Mai sudah hidup sebatang kara selama sebelas tahun sekarang, tanpa orang tua dan saudara. Tak heran jika dia kebingungan. Kedua orang tuanya tewas diakibatkan sebuah kecelakaan mobil di Kyoto, 21 November 2004 silam, tepat di ulang tahunnya yang ke lima.
Mai tinggal di panti asuhan sejak kejadian itu, sekitar 13 tahun lalu merantau ke ibukota Tokyo karena mendapat beasiswa penuh untuk berkuliah di sana dan menetap hingga sekarang. Dan Nyonya Nohara lah yang ia anggap sebagai kerabat dekatnya.
"Bukannya Nyonya sudah tau kalau aku anak satu-satunya?" ungkapnya. Di benaknya hanya terpikir bahwa Nyonya Nohara hanya salah menyimpulkan.
Nyonya Nohara justru menggelengkan kepala, "Aku berpikir seperti itu. Setidaknya sebelum aku bertemu dengan orang yang tinggal di sebelahmu." lalu menunjuk ke arah sebuah unit di sebelah kirinya.
"Tidak hanya wajah kalian yang serupa, dia juga memiliki nama belakang yang sama denganmu."
Mai terdiam sejenak. Beberapa pertanyaan terlintas di pikirannya sebelum akhirnya ia membuka mulutnya, "Ah, mungkin saja itu hanya sebuah kebetulan." katanya dengan tersenyum canggung.

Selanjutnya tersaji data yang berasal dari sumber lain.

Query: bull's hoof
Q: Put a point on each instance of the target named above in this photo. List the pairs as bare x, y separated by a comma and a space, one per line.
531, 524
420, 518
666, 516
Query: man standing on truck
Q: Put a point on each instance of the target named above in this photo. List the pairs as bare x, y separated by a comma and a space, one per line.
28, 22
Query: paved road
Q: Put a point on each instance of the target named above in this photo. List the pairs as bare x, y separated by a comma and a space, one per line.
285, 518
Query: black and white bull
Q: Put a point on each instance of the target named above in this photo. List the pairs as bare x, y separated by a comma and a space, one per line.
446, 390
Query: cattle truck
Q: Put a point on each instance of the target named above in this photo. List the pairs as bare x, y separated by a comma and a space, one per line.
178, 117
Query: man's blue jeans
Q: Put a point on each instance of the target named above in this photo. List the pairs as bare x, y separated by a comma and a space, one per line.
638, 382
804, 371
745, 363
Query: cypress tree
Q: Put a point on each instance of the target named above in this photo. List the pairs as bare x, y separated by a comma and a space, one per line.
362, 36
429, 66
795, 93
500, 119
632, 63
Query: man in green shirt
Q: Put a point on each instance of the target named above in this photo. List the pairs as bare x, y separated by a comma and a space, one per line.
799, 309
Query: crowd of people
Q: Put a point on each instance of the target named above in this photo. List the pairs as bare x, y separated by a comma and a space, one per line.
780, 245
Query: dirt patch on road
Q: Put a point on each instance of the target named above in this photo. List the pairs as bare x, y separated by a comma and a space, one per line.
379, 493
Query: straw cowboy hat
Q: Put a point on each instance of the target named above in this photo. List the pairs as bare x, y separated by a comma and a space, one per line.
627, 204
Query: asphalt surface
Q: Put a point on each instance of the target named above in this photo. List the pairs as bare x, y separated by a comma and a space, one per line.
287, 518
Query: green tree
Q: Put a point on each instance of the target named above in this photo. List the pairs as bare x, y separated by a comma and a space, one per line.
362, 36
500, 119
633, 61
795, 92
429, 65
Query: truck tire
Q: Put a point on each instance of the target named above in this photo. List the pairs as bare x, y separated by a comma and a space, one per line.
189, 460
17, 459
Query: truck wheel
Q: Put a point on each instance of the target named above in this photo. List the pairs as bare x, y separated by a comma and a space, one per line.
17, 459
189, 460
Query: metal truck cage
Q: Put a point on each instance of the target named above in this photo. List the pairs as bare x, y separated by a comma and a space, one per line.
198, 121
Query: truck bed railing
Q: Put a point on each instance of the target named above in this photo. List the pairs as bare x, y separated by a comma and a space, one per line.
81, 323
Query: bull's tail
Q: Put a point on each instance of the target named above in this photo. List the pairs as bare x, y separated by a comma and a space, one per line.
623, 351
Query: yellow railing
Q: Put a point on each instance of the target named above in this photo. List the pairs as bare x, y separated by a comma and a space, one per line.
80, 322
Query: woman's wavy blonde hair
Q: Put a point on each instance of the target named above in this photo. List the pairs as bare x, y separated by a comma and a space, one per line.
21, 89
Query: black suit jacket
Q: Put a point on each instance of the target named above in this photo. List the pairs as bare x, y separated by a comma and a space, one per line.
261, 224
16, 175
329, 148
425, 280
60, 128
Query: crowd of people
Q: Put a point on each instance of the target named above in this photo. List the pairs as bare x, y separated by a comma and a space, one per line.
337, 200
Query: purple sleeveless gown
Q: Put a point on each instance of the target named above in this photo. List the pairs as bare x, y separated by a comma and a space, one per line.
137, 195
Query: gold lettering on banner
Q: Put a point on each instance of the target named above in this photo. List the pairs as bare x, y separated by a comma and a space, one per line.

Nyonya Nohara menganggukkan kepalanya perlahan, "Tapi dia benar-benar terlihat mirip denganmu, Nak." ujarnya, "Mungkin wanita tua ini yang salah melihat."
Dan pada akhirnya mereka saling berpamitan, dikarenakan masih ada banyak hal yang masing-masing dari mereka harus lakukan. Namun Mai masih saja berdiri di depan unit apartemen nya, sesekali memandang ke arah unit sebelahnya dengan pertanyaan seputar seseorang yang dimaksud oleh Nyonya Nohara di benaknya.
Tidak lama, setelah ia melihat jam sudah menunjukkan pukul 9.30, ia kembali ke dalam apartemen nya dan keluar dengan pakaian formal dan sebuah tas tergantung di tangannya.
"Yang benar saja! Sudah berapa lama aku berdiam di depan sana?" gerutu Mai di dalam hati sembari berlari menuju ke arah lift yang tersedia di sana. Lift tersebut terletak lumayan jauh dari unit nya, sehingga membutuhkan sedikit waktu untuk sampai ke sana.
Derap langkah kaki Mai terhenti tepat di di depan pintu lift yang masih tertutup. Jari telunjuknya menekan tombol lift sementara tubuhnya berusaha untuk berdiri tegap. Tepat setelah jarinya menempel pada tombol tersebut, jemari lain ikut menekan tombol lift itu.
Mai menoleh ke arah tangan itu berasal, seorang laki-laki dengan rambut kebiruan gelap yang sedikit berantakan, netra yang tajam terlihat dibalik matanya yang agak sayu, tubuhnya yang lebih tinggi dari Mai, dan mengenakan hoodie berwarna hitam.
Benar saja...
Ini adalah seseorang yang dibicarakan oleh Nyonya Nohara.
Kedua pribadi itu saling bertukar tatap selama beberapa saat, dengan tatapan kebingungan yang sama. Dari ujung kepala hingga ujung rambut, wanita itu benar-benar memperhatikan setiap detail pada laki-laki di hadapannya. Begitu juga dengan lelaki itu. Tampaknya keduanya menyadari ada sesuatu yang aneh diantara mereka.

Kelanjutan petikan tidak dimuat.